The Citizen Potawatomi are Algonquian-speaking people who originally occupied the Great Lakes region of the United States. Originally, the Potawatomi were part of the Three Fires Council made up of the Potawatomi, Ojibwe, and Odawa, collectively known as Anishnabek peoples. By the end of the 18th century, tribal villages were being displaced by white settlements, ultimately ushering in the American treaty era. Through a series of treaties, beginning in 1789, their tribal estate equating to more than eighty-nine million acres was gradually reduced in size. The federal government continued to reduce Potawatomi land holding by removing them to smaller reserves in Iowa, Missouri, and finally Kansas in 1846. In 1861, the Potawatomi in Kansas was officially divided by way of treaty. The treaty required its signers to surrender their tribal membership and adopt U.S. citizenship, in-turn creating the foundation for the Citizen Potawatomi Nation. It was a decision that forever shaped the culture and lives of our people and subsequently led to their eventual migration to Indian Territory [Oklahoma].

Today, the Citizen Potawatomi Nation is 1 of 39 federally recognized Native American tribes with headquarters in the state of Oklahoma. The CPN is a thriving nation that is actively working to retain its culture while being a frontrunner in Native American business.

Below are links to more in-depth information regarding our history and culture.
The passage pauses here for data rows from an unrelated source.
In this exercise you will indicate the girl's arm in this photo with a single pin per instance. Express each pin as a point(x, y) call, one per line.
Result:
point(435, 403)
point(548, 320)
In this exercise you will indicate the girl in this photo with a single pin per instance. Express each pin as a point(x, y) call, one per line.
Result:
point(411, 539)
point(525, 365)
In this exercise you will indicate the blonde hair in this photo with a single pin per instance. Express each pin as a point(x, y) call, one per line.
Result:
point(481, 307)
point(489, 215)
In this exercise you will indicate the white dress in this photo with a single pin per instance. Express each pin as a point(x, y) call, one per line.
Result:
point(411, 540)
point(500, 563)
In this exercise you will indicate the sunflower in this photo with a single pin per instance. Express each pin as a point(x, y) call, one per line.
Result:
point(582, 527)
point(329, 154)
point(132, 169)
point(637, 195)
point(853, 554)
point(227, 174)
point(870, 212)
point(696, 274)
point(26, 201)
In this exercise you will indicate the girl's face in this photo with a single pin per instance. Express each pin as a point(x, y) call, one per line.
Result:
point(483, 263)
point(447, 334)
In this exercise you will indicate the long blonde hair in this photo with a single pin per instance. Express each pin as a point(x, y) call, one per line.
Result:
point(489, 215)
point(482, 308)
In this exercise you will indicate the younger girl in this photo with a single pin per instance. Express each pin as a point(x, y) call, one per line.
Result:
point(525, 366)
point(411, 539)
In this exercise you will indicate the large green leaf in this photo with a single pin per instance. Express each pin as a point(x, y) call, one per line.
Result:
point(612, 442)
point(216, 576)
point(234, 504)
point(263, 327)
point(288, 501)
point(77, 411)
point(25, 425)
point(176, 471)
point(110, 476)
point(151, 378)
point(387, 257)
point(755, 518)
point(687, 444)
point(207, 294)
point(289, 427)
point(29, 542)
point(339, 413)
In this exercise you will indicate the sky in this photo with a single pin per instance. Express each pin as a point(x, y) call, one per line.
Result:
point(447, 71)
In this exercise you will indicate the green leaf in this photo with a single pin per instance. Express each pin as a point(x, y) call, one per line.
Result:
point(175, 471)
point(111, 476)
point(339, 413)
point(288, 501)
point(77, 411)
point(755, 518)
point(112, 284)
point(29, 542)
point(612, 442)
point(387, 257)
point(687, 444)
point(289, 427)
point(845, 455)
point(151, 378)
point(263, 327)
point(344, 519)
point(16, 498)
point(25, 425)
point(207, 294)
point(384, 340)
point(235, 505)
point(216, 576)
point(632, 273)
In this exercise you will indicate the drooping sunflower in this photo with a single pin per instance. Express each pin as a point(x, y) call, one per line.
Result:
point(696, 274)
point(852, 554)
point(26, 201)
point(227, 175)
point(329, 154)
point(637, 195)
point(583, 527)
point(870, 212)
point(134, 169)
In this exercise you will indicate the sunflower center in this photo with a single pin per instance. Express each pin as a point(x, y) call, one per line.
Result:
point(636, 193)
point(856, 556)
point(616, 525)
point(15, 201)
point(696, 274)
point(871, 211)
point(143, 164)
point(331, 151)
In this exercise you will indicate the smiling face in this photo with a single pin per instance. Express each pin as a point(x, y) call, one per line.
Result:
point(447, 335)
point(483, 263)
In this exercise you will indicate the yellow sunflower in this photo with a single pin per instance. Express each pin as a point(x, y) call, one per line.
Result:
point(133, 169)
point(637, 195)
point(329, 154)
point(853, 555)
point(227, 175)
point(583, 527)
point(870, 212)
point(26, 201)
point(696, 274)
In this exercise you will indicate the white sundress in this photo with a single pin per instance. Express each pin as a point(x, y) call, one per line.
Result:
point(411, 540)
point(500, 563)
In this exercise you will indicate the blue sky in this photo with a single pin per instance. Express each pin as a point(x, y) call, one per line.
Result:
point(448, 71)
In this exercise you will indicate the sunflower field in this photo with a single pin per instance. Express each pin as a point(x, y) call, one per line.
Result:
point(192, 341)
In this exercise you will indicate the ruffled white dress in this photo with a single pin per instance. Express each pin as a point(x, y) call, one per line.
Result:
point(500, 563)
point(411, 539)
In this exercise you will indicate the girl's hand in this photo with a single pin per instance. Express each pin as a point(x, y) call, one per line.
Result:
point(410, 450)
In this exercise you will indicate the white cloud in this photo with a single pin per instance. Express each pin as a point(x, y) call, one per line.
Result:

CPN Cultural Heritage Center

The Citizen Potawatomi Nation Cultural Heritage Center exists to educate tribal members, the greater Native American community, and other visitors about the historical and contemporary aspects of the tribe.

Family Reunion Festival

The annual Family Reunion Festival of the Citizen Potawatomi Nation is a celebration of native culture for the Potawatomi. The 2017 Family Reunion Festival will take place June 23-25, 2017. The activities include Grand Entry, cultural classes, a dance contest and General Council.

Gathering of Nations

The Gathering of Potawatomi Nations is hosted each year by one of the nine bands of Potawatomi, providing an opportunity for members of all bands to come together and celebrate their Potawatomi heritage. It includes a language conference, cultural workshops, language classes, cultural classes and sporting events.

Eagle Aviary

The Citizen Potawatomi Nation Eagle Aviary houses eagles rescued from the wild that are injured and cannot be rehabilitated. The eagles will be taken care of for the remainder of their lives at this facility. The aviary allows CPN access to naturally molted feathers, which will be distributed to tribal members for cultural and religious purposes.  In addition, the facility gives the CPN the means to save the Creator’s great messenger as well as the opportunity to reconnect our people to the living eagle.

Trail of Death

In 1838, the Potawatomi Indians in the state of Indiana were forcibly removed from their ancestral homelands by order of the U.S. government. The 859 Potawatomi who started the journey travelled across Indiana, Illinois, Missouri and finally Kansas before finally arriving at their intended destination. The loss of life, 41 in total, resulted in the removal becoming known as the Potawatomi Trail of Death.